Johnson meets Trump in Fla. while House swirls in turmoil
PALM BEACH, Fla. — Donald Trump and Speaker Mike Johnson met privately Friday at the ex-president’s Mar-a-Lago club, a rite of passage for the embattled House leader as he positions himself, and his GOP majority, side-by-side with the indicted Republican Party leader ahead of the November election.
The two planned a joint announcement on election integrity that gives voice to unfounded conspiracy theories, but the trip itself is significant for both. Johnson needs Trump to temper hard-line Rep. Marjorie Taylor Greene’s threats to evict him from office. And Trump benefits from the imprimatur of official Washington dashing to Florida to embrace his comeback bid for the White House and his tangled election lies.

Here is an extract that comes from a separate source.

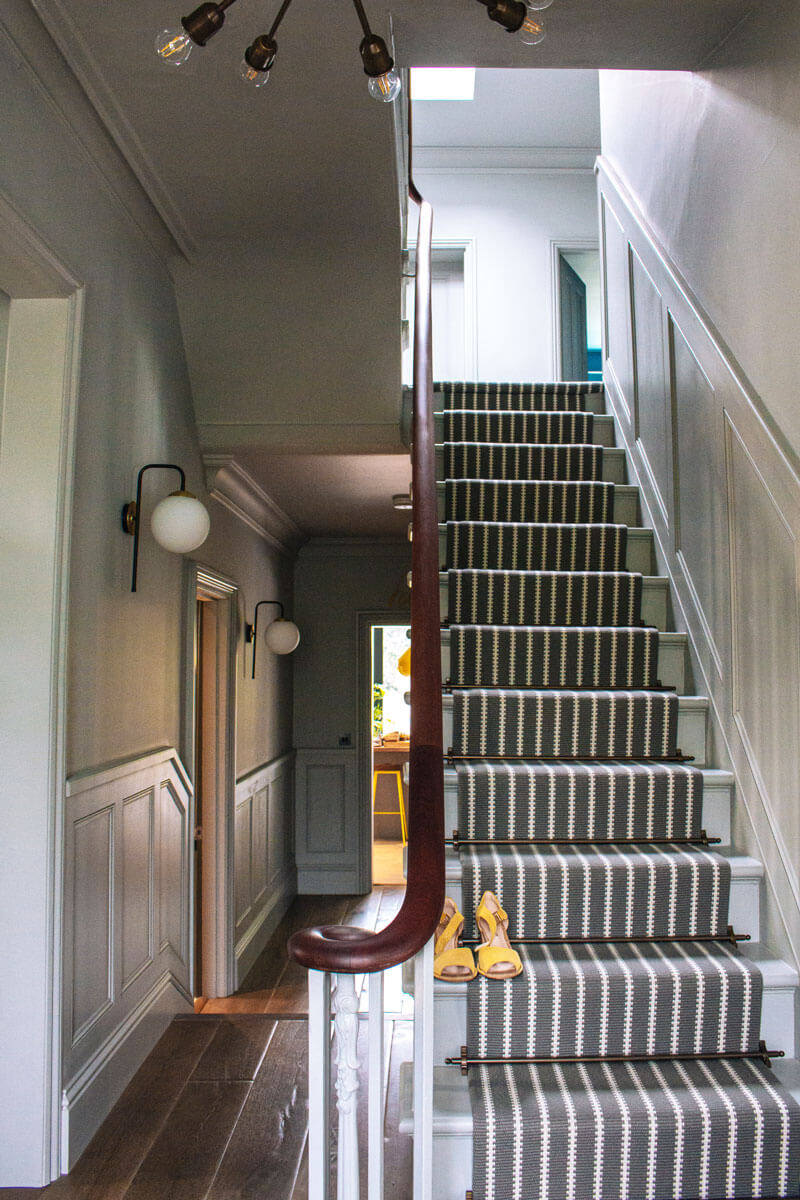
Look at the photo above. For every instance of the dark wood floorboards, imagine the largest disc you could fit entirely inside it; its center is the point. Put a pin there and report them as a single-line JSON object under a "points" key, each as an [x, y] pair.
{"points": [[218, 1108]]}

“It is the symbolism,” said Charlie Sykes, a conservative commentator and frequent Trump critic.
“There was a time when the Speaker of the House of Representatives was a dominant figure in American politics,” he said. “Look where we are now, where he comes hat in hand to Mar-a-Lago.”
The trip showed the fragility of the speaker’s grip on the gavel, just six months on the job, but also his evolving grasp of the politics of the Trump era as the Republicans in Congress align with the “Make America Great Again” movement powering the former president’s reelection bid.
Trump and Johnson were said to discuss a topic both have embraced as a priority campaign strategy: pummeling President Joe Biden with alarmist language over what Republicans claim is a “migrant invasion.”
By linking the surge of migrants coming to the U.S. with the upcoming election, Trump and Johnson want to prevent noncitizens from voting — even though it’s already a federal felony for a noncitizen to cast a ballot in a federal election.
In a background paper sent ahead of the meeting, they echoed language from the racist great replacement conspiracy theory to suggest that Biden and
Democrats are engaging in what Trump’s campaign called “a willful and brazen attempt to import millions of new voters.”
Johnson proposed the idea of coming to Mar-aLago weeks before Greene filed her motion to vacate him from the speaker’s office.
The speaker’s own political livelihood depends on support — or at least not opposition — from the “Make America Great Again” Republicans who are aligned with Trump but creating much of the House dysfunction that has ground work to a halt.
Trump urged Republicans to “kill” a national security surveillance bill that Johnson had personally worked to pass, contributing to a sudden defeat that sent the House spiraling this week into crisis.
The legislation was approved Friday in a doover but only after Johnson provided his own vote — a rarity for speakers, who rarely vote in the chamber — before he departed for Florida.
“I can’t imagine President Trump being very happy about that,” Greene said.